On appeal, Total raised a number of pleas which mainly related to the Commission's attribution of parental liability arguing, for example, that a presumption of liability purely based on the parent company's stake in a subsidiary, without the requirement for any further evidence to support this presumption, was arbitrary and in breach of the principle of legal and economic autonomy of subsidiaries. The GC rejected Total's claims and recalled, in applying established EU case law, that where a parent company holds all or almost all of the capital in a subsidiary there is a rebuttable presumption that the parent company actually exercises a decisive influence over the commercial conduct of that subsidiary, and that this presumption is neither arbitrary nor irrefutable.
In a separate appeal, Total Raffinage argued, among other things, that the Commission had erroneously found a single and continuous price-fixing and market-sharing infringement. According to Total Raffinage, the Commission had ignored the absence of evidence with regard to the implementation of price-fixing agreements and had placed too great evidential importance on statements made by other cartel participants in their leniency applications.
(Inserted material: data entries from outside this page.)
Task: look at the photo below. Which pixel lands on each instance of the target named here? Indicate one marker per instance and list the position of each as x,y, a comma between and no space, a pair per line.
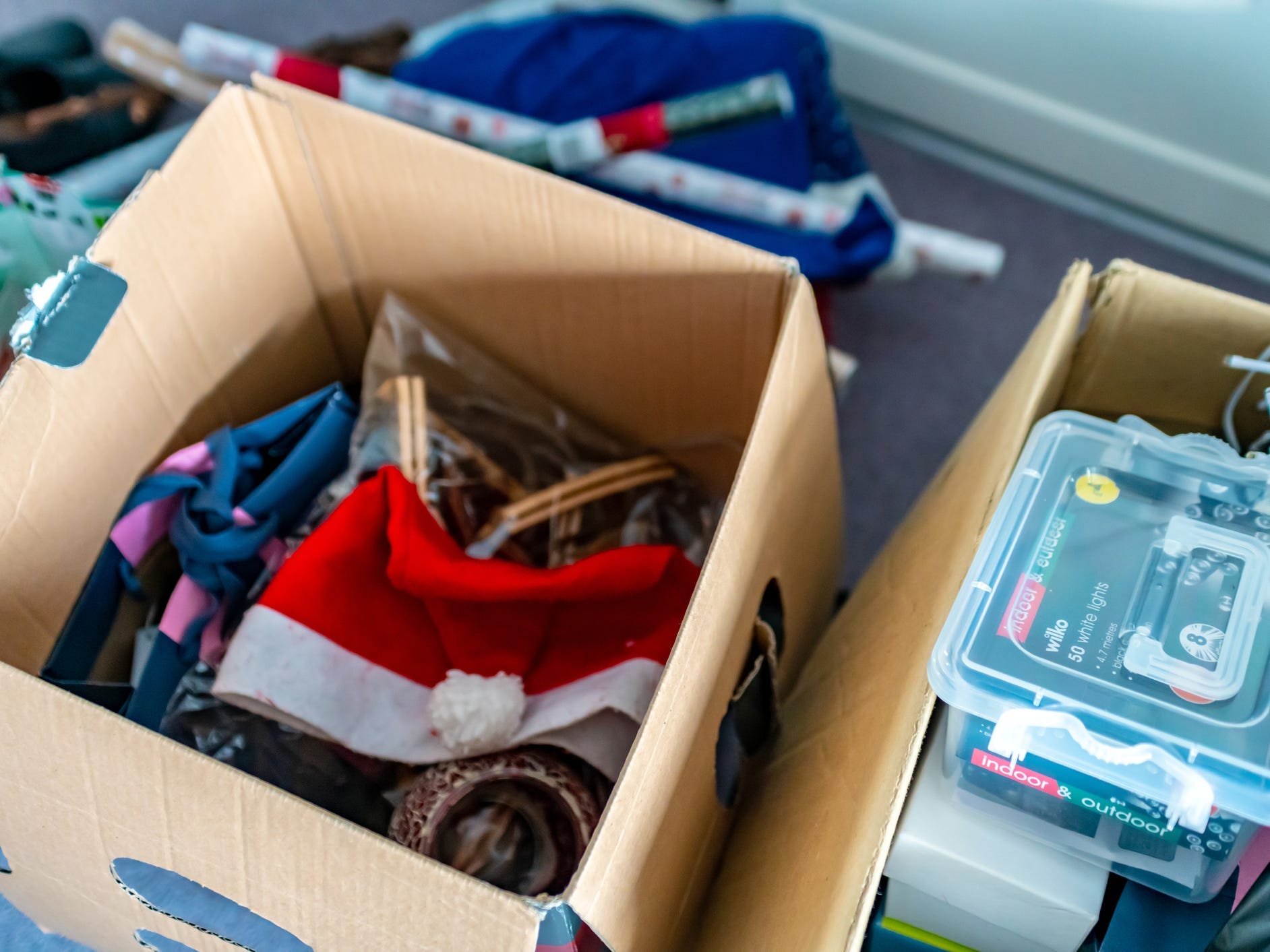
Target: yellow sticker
1097,489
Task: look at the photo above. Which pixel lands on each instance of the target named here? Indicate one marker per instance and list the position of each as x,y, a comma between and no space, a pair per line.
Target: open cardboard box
807,853
255,261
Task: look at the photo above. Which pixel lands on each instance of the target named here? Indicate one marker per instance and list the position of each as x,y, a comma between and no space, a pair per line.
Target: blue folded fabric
574,65
1146,920
257,482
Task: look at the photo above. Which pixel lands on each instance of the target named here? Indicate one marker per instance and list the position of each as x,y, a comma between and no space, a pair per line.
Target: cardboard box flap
1146,354
781,521
812,834
150,383
254,261
224,829
568,307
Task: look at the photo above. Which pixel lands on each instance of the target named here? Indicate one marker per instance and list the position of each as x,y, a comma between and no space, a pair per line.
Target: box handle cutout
186,901
159,943
752,711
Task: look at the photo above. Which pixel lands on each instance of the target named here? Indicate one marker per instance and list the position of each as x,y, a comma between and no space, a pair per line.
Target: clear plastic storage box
1106,656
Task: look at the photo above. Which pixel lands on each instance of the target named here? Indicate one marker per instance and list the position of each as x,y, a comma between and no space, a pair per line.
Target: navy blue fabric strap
271,470
1146,920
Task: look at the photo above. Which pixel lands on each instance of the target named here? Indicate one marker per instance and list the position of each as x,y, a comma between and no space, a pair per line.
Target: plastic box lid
1116,616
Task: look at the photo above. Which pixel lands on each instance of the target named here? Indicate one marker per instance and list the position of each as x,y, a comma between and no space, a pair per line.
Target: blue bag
576,65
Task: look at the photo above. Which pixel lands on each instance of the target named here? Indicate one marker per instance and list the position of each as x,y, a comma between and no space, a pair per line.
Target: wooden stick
574,493
154,60
495,475
411,396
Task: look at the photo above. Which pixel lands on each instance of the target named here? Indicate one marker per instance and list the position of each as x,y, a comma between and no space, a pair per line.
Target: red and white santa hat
383,635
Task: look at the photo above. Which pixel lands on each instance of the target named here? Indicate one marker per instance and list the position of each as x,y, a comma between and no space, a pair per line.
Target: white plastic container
1106,656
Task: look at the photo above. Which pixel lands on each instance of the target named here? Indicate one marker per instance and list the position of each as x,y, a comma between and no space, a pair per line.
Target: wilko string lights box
1106,656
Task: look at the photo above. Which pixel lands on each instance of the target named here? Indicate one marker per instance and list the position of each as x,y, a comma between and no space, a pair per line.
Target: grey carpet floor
930,350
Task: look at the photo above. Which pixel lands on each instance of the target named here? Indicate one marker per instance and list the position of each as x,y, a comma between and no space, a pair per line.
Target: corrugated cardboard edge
784,518
806,858
1136,311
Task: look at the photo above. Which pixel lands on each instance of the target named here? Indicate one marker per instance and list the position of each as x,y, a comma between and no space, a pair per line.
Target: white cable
1254,367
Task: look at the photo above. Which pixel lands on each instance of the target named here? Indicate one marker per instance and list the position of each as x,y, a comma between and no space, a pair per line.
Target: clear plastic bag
349,785
508,470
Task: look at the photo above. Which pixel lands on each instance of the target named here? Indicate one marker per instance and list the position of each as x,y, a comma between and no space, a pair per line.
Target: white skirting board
1157,106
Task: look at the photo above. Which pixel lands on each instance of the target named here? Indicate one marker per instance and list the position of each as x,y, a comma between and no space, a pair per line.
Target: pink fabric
187,602
1254,862
189,461
139,531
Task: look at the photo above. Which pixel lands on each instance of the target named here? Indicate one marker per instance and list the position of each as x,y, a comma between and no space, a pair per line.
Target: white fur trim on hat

The GC rejected Total Raffinage's arguments, stating that the fact that certain evidence has been provided in leniency applications does not call into question the probative value of that information.
Total Raffinage also raised a number of arguments related to the fine calculation, claiming that the calculation method set out in paragraph 24 of the Commission's 2006 Fining Guidelines is illegal as its application resulted in the parties being sanctioned for a duration that exceeds the actual duration of their participation by 11 months. The GC did not specifically address the point of illegality of paragraph 24 of the 2006 Fining Guidelines. However, the GC found that the application by the Commission of the multiplication coefficient in this case (as calculated according to the method set out in paragraph 24) had resulted in the appellant being sanctioned for a considerable number of days for which the Commission had not established its participation in the cartel and that, by doing so, the Commission had breached the principle of proportionality. The GC also found that the application of paragraph 24 in the present case infringed the principle of equal treatment as the Commission had assimilated Total Raffinage's last year of participation of 7 months and 28 days with a participation of one year, and that it had done the same thing in the case of ExxonMobil for its last year of participation of 11 months and 20 days, and in the case of Sasol for its last year of participation of 11 months and 27 days. As a result, Total Raffinage was sanctioned for an additional duration of 4 months and 3 days, while the two other parties were only sanctioned for an additional duration of 10 days and 3 days, respectively. The Commission had therefore treated different situations in an identical manner, and had solely based this unequal treatment on the calculation method set out in paragraph 24 of the 2006 Fining Guidelines.
As a result, the GC adjusted the multiplication coefficient in order to reflect the actual duration of Total Raffinage's participation in the cartel, which resulted in a reduction of the total fine from € 128 million to € 125 million.